Before MCLR was introduced all loans were based on a Base rate plus spread. The Base rate was common for all loans and the spread was fixed throughout the term of the loan. When RBI cut the lending rates, banks gave the excuse that if they reduce the new loan rates then the existing rates also need to be reduced. Even though the cost of loans is reduced now, the rate of fixed deposits, savings accounts etc. of already existing accounts are still high.

RBI could not do anything to get the change in interest rates to reach the consumer quickly. This gave rise to MCLR.

With MCLR banks link their lending rates to marginal funding costs (cost of fresh or incremental borrowings). If a bank reduces the fixed deposit rates, savings account balances etc. then it must transfer the cut in deposit rates to the lending rates. This way if you bring down borrowing rates then you will need to reduce lending rates.

Is MCLR Advantageous?

For new loan borrowers, MCLR is advantageous as the rate of interest will be lesser than base rates. With changes in interest cycles which will happen at different MCLRs namely overnight, 1-month, 3-month, 6-month, 1-year or more (in case of longer tenors) could further reduce the interest rates.

The loan will have a clause stating the interest reset period stipulated by each bank for example it is 6 months for Kotak Mahindra and 1 year for ICICI bank. This means that any change that occurs in the interest will be reset only after the stipulated reset time.

Should I move to MCLR from the base rate?

It depends on the cost of transferring the loan and the benefits in numbers. For example, if Sanjay takes a home loan of Rs.30,00,000 at a base rate of 10% per annum for a tenor of 20 years. Now the interest for the loan will come to Rs.39,48,156 and the overall amount payable is Rs.69,48,156 with a monthly EMI of Rs. 28,951.65.

Sanjay has paid the loan for 3 years which amounts to Rs.1042259.40, and by following the base rate the balance payable will be Rs.59,05,896.60.

In these 3 years, Sanjay would have paid Rs.10,21,767.21 in interests with the balance in principle being Rs.29,79,154.82. if for this new principle Sanjay pays an MCLR rate of 8.55% for the rest of the tenor of 17 years he will pay Rs.56,60,184, where he saves Rs.2,45,712.60.

There is also the case where if the change in your bank from base rate to MCLR does not give any reduction in interest paid, you can also opt to transfer the loan to another bank that does. But you need to be careful as when doing balance transfer will involve foreclosure penalty charges with your existing bank and processing fee with the new bank. Even with these costs if you still end up paying less interest then you can move to that bank.


  1. Why is MCLR lower than the base rate?

The MCLR is calculated using the current cost of funds, as compared to the base rate, which is calculated by using the average cost of funds. The MCLR was first introduced by the RBI since rates that were based on this system were considered more receptive to any changes in the policy rates.

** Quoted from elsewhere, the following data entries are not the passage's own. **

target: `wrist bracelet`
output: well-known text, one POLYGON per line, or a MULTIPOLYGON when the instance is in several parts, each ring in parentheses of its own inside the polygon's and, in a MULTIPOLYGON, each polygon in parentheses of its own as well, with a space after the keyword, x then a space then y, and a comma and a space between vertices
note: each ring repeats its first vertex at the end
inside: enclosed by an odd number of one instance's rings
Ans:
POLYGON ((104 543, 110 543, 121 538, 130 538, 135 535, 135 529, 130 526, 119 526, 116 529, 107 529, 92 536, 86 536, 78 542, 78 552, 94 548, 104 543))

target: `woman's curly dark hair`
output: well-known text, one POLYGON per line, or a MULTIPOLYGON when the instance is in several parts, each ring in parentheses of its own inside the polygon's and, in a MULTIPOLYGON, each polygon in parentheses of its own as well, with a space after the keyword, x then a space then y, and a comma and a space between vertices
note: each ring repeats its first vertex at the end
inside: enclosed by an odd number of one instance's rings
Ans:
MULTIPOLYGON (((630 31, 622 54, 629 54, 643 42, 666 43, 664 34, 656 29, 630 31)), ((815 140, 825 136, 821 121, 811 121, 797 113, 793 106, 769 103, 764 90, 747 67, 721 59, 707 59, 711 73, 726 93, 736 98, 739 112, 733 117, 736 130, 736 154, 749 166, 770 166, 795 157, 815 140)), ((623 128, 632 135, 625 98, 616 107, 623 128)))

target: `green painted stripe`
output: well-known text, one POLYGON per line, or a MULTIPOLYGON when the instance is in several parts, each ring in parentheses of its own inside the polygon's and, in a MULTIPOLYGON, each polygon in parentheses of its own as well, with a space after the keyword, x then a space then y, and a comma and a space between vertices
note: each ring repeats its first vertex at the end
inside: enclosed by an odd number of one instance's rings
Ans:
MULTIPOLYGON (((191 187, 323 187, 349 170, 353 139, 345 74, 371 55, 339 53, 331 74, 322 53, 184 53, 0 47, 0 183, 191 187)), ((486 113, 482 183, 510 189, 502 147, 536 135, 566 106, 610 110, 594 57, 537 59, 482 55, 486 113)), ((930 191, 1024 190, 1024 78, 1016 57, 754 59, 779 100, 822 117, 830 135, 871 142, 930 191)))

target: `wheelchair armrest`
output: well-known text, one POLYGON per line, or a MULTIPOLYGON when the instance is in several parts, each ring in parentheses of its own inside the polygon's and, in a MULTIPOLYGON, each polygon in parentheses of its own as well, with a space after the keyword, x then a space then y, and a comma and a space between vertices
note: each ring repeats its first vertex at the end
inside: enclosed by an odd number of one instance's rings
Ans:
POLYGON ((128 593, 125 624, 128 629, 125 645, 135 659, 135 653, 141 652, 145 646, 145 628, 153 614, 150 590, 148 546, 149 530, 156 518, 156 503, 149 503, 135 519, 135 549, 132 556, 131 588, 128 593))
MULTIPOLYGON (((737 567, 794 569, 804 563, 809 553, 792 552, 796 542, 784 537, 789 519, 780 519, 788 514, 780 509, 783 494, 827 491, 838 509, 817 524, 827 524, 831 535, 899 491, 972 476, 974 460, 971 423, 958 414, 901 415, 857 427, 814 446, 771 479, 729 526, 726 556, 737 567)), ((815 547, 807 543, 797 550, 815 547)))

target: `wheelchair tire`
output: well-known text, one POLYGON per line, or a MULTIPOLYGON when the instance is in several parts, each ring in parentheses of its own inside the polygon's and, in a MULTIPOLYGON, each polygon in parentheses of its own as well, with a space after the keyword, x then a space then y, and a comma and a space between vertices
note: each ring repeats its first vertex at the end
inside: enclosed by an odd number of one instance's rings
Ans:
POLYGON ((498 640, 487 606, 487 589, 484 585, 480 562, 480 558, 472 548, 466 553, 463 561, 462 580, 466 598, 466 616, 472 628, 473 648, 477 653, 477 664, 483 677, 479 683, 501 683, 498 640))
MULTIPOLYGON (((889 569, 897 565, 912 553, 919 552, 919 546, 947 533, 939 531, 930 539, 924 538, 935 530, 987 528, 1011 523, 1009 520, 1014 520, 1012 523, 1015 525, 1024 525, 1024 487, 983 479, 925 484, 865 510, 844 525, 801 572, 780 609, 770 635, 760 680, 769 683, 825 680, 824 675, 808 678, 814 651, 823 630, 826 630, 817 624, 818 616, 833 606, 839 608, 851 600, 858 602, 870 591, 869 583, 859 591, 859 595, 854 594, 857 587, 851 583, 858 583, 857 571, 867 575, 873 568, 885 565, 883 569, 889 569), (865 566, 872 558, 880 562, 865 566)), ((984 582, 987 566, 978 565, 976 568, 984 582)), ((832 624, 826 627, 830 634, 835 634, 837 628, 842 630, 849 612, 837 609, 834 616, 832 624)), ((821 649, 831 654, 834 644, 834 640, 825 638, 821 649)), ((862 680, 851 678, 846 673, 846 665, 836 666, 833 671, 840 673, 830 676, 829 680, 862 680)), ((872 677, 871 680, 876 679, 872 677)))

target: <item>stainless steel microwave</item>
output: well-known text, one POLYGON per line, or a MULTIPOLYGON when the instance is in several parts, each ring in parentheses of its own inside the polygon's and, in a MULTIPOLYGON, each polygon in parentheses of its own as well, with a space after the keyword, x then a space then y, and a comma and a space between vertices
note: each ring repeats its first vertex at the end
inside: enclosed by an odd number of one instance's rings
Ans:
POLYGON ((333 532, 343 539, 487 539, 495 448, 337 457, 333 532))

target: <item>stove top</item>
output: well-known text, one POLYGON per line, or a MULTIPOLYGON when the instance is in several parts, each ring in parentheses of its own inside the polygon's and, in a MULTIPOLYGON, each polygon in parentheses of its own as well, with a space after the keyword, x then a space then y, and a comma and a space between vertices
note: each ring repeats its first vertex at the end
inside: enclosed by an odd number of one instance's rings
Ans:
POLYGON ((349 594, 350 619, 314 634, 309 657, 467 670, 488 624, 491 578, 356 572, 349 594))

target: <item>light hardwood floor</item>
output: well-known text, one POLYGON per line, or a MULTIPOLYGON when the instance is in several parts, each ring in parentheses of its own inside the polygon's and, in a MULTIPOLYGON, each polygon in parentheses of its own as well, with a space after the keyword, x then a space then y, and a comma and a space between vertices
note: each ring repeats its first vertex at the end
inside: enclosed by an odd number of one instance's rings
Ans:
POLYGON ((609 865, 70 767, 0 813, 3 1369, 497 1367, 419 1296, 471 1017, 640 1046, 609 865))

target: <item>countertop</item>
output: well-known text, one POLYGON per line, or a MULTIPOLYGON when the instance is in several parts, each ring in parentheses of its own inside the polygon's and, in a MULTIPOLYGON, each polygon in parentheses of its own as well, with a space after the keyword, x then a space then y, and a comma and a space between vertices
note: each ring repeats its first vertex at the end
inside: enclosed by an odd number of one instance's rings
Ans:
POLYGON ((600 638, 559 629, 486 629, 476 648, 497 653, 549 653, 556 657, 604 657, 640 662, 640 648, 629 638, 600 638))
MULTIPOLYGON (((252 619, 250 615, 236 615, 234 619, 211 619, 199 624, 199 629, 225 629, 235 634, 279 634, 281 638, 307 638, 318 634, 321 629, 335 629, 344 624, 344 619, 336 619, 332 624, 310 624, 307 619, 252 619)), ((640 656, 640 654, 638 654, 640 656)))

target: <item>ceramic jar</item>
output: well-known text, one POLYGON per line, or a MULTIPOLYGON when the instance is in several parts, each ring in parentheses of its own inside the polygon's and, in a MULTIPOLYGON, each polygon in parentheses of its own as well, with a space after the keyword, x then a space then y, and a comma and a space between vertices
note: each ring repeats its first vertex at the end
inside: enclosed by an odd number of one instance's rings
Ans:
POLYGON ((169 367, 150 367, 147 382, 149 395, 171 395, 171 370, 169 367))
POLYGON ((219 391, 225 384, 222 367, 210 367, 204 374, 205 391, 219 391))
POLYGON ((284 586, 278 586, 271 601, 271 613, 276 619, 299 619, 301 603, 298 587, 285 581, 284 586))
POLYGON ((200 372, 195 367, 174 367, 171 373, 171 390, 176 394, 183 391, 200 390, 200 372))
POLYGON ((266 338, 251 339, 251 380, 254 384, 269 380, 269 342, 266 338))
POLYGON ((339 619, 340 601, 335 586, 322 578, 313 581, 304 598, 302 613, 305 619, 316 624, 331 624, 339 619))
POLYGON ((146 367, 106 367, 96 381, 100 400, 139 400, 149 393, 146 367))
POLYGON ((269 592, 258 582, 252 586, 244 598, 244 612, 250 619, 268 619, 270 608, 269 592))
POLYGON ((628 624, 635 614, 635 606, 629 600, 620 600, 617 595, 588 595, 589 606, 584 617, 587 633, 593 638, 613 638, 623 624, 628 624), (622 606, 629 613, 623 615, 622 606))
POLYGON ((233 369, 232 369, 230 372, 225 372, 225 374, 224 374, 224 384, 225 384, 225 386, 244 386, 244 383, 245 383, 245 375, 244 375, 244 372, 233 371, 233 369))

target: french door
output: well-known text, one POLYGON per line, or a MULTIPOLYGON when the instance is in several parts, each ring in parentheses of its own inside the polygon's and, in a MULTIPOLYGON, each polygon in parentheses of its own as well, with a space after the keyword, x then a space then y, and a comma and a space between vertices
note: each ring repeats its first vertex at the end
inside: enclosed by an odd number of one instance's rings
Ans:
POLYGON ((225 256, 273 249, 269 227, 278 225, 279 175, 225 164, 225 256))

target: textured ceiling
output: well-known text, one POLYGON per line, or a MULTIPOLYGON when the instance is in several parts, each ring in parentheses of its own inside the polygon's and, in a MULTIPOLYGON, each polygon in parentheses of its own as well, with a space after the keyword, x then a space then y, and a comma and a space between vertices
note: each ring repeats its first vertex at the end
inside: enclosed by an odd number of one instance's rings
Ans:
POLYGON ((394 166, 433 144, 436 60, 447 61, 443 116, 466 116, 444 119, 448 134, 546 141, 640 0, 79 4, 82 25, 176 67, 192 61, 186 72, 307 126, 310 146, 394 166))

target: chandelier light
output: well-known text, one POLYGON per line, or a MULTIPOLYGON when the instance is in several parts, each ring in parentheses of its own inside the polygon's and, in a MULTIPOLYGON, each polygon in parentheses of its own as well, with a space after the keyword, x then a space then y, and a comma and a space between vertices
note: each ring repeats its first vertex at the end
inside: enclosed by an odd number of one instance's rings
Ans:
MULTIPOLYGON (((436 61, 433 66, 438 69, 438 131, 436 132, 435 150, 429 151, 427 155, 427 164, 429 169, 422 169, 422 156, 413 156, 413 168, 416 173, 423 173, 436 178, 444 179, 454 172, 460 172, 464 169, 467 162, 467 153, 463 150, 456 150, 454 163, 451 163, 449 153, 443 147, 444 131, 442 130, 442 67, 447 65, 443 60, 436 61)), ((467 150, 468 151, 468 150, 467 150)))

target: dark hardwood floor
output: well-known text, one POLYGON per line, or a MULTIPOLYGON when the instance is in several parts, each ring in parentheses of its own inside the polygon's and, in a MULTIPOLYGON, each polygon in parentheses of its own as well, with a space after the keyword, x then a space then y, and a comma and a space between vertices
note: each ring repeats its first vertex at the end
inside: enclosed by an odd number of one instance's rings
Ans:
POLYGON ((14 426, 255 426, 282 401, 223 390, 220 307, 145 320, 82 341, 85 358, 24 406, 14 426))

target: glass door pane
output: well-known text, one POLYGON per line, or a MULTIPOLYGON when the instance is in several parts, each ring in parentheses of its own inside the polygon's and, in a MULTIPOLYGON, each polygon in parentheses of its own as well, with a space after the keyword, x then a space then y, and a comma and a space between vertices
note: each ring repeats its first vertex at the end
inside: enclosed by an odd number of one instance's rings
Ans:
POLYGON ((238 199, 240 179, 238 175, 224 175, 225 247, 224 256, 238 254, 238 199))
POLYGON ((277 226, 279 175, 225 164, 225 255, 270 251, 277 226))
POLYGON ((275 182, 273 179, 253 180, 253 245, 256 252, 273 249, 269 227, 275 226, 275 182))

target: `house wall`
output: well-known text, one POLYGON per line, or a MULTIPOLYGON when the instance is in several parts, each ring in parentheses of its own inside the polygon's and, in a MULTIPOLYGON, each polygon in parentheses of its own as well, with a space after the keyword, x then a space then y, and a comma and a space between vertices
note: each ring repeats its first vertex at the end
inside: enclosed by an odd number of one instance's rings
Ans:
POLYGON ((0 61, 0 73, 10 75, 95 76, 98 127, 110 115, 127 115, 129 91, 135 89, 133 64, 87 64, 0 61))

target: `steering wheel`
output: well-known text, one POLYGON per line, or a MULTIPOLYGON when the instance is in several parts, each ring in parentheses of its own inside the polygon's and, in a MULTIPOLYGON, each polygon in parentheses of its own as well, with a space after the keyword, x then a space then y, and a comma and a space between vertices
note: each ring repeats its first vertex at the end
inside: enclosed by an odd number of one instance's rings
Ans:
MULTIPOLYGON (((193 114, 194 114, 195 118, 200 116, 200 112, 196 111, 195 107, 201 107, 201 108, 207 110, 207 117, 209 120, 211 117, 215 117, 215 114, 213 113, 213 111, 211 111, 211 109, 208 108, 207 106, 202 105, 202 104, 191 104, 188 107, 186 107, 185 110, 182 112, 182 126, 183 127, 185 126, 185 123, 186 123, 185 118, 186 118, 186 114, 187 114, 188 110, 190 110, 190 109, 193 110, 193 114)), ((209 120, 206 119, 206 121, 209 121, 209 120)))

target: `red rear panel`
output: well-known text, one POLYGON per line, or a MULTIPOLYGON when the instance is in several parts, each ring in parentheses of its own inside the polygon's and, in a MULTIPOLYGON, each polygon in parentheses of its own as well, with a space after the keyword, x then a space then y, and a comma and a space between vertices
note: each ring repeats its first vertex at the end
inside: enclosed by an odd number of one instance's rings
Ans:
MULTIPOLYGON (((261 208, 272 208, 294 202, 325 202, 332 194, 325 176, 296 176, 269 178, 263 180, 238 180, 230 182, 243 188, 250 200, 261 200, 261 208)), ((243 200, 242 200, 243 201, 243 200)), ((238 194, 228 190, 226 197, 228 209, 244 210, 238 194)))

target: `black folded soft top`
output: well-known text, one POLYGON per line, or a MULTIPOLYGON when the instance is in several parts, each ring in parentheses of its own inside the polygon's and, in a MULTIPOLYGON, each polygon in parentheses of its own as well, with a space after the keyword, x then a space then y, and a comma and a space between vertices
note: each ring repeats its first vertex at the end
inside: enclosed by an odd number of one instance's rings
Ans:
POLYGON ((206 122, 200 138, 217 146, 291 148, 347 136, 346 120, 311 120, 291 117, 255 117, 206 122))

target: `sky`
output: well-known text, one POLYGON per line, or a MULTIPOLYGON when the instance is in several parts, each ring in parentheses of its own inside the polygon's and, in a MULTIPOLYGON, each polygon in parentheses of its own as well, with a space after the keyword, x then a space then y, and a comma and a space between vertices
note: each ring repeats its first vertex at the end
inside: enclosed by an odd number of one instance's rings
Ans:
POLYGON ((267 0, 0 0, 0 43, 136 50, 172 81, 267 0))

  1. What is the base rate in India?

Base rate is the minimum rate set by the Reserve Bank of India. Banks are not allowed to lend below the base rate to their customers. 

  1. What does MCLR stand for?

MCLR stands for marginal cost-based lending rate. 

  1. Who decides the MCLR rate?

MCLR is based on the loan tenor, i.e., the amount of time a borrower has to repay the loan. The bank decides the actual lending rates by adding certain elements to this tool. 

  1. Is MCLR the same for all banks?

The marginal cost of funds-based lending rate (MCLR) is an internal reference rate used by banks. The rate is fixed by the Reserve Bank of India (RBI).